Rai "digital first", così Campo Dall'Orto scommette sulle news - CorCom

IL PIANO

Rai “digital first”, così Campo Dall’Orto scommette sulle news

Il dg in commissione di Vigilanza dà i dettagli del piano: via al progetto di informazione digitale e a Newsroom Italia. “Vogliamo creare una media company forte su tutte le piattaforme”

25 Gen 2017

F.Me

“Sono due i cardini su cui è costruito il piano. Il primo è il digital first, che è il primo progetto di informazione digitale. Nome in codice: Rai24”, e cioè il sito e tutte le declinazioni possibili sui social network. “Il secondo è Newsroom Italia che nascerà dalla Tgr e dal canale di flusso Rainews 24 e che diventerà il motore informativo della nostra azienda”, una ‘macchina’ (che ha le sue radici sul territorio attraverso la Tgr) che dovrebbe produrre l’informazione per se stessa con Rainews24 e per tutte le testate giornalistiche che ne vorranno usufruire”. A mostrare in slide la fotografia dei punti clou del nuovo piano per l’informazione Rai su cui sta lavorando è il Dg di Viale Mazzini, Antonio Campo dall’Orto, audito questo pomeriggio dalla commissione di Vigilanza Rai, assieme a tutto il Cda e alla presidente, Monica Maggioni.

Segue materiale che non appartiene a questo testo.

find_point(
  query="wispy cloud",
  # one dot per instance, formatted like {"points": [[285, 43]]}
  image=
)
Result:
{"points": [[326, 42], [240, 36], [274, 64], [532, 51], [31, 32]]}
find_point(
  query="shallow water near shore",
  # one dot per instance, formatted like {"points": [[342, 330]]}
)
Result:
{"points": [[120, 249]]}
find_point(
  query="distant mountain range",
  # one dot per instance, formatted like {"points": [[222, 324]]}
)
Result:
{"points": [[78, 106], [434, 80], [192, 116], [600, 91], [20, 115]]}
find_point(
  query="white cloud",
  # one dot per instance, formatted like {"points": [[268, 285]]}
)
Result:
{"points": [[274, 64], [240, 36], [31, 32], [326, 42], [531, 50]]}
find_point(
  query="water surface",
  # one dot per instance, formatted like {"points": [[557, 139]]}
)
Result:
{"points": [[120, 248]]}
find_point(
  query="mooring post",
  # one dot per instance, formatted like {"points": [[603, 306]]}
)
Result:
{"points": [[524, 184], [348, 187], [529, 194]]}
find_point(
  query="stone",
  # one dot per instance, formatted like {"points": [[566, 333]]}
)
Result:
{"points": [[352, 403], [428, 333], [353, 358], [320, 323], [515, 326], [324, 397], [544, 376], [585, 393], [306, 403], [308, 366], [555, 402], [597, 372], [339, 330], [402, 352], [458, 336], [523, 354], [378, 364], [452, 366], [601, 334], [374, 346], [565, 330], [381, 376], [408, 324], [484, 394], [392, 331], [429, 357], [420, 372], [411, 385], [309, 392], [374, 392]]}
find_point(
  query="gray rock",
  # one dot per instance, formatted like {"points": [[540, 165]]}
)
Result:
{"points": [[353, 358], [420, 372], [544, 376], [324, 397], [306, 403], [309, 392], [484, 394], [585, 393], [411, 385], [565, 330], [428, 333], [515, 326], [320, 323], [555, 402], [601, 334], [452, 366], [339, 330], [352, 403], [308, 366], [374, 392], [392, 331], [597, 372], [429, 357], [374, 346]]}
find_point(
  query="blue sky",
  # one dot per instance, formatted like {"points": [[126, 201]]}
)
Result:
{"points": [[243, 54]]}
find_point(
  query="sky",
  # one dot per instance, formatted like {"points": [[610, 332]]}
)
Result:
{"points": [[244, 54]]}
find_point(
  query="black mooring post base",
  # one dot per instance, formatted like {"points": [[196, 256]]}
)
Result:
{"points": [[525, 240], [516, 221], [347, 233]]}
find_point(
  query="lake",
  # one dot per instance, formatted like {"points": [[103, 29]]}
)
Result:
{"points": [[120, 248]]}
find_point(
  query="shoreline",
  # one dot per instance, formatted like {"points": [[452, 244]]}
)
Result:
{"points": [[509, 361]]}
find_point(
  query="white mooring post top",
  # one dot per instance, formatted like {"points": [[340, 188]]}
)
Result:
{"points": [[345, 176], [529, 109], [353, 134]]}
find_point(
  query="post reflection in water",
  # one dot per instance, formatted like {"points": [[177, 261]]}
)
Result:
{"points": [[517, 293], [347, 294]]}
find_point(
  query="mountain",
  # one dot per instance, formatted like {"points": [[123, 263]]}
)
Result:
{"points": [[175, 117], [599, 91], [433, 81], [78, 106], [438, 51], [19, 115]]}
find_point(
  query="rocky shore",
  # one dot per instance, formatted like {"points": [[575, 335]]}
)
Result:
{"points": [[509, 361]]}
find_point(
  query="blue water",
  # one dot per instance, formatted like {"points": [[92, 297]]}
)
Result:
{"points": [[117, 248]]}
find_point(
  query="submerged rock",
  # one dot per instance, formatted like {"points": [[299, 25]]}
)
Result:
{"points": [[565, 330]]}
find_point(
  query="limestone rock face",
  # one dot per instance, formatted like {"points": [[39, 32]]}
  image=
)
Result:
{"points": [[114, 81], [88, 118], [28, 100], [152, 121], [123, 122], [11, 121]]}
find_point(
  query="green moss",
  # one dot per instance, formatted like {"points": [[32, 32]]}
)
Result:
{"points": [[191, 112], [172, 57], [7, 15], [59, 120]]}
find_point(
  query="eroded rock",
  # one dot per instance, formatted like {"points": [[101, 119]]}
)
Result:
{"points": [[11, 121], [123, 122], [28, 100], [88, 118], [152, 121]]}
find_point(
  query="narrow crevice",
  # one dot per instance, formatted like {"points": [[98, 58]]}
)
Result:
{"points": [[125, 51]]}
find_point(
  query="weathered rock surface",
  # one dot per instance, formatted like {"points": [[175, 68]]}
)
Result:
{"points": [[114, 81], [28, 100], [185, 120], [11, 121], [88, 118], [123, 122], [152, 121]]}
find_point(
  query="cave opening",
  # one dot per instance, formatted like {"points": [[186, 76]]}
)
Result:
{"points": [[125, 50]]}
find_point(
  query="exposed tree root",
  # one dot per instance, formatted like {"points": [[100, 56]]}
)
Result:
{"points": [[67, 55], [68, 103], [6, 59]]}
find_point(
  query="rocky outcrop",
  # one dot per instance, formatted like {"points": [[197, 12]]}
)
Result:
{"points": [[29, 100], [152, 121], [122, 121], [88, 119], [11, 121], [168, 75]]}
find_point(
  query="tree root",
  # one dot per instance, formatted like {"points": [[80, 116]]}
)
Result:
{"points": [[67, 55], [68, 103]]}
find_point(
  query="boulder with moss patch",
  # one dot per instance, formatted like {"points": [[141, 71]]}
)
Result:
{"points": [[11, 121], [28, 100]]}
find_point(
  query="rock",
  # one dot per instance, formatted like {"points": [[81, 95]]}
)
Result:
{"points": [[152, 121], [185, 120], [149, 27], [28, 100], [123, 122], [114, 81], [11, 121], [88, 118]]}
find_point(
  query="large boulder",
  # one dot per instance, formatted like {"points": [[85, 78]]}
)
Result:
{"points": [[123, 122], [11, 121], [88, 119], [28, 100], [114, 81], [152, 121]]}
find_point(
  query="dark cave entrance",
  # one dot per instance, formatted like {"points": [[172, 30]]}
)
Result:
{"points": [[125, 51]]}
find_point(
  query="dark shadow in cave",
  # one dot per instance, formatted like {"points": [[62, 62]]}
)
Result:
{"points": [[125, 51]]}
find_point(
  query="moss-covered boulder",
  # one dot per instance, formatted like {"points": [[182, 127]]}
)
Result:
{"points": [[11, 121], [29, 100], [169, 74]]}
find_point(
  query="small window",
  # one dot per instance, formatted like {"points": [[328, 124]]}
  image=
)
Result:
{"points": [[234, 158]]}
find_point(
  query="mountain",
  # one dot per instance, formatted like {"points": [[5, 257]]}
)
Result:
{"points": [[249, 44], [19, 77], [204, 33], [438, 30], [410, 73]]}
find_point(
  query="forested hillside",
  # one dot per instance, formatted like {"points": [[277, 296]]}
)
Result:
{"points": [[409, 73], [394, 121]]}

“Oggi siamo qui a condividere un percorso mentre lo stiamo realizzando – dice il Dg Rai – e proprio perché ogni cambiamento deve essere strutturale vi racconto gli ambiti dei cambiamenti che vanno affrontati, partendo dagli obiettivi: consolidare la leadership dove l’abbiamo e conquistarla dove abbiamo accumulato ritardo con un atteggiamento di lungo periodo in un momento in cui stiamo per rinnovare la concessione e in coerenza con il piano industriale approvato un anno fa che mira a rendere l’Azienda una media company forte su tutte le piattaforme di cui le persone possono usufruire”.

“Facciamo tutto questo – continua Campo Dall’Orto – facendo leva sulla forza di ciò che abbiamo dentro e questo comporta una premessa: noi andiamo a fare cose nuove cercando di valorizzare quello che abbiamo e questo vuol dire garantire il perimetro di occupazione, ma fare un grosso investimento nell’ambito della formazione perché ci sarà bisogno di ruoli diversi rispetto a quelli del passato, ma lo sforzo formativo è già in corso”.

“Ho preso l’incarico di portare avanti il Piano per l’Informazione prendendo alcune cose già messe a punto da Verdelli, cambiandone e integrandone altre – racconta ai commissari della Vigilanza – Questo piano deve essere fortemente informato da una visione prospettica e si muoverà in tre ambiti: informazione digitale, informazione di flusso e informazione classica e cioè quella dei telegiornali”, chiedendosi come quest’ultima si evolverà, e “cosa vuol dire complementarietà tra informazione di flusso e Tg”.

Tornando al digital first, secondo il direttore generale “la chiave è essere pervasivi e cioè riuscire ad arrivare ovunque e in qualcune momento, attraverso la diffusione multi-piattaforma. La prima cosa, quella dirimente, da considerare a tal proposito è che necessariamente il mondo digitale comporta un cambiamento nella valorizzazione dei marchi perché è un sistema necessariamente integrato”.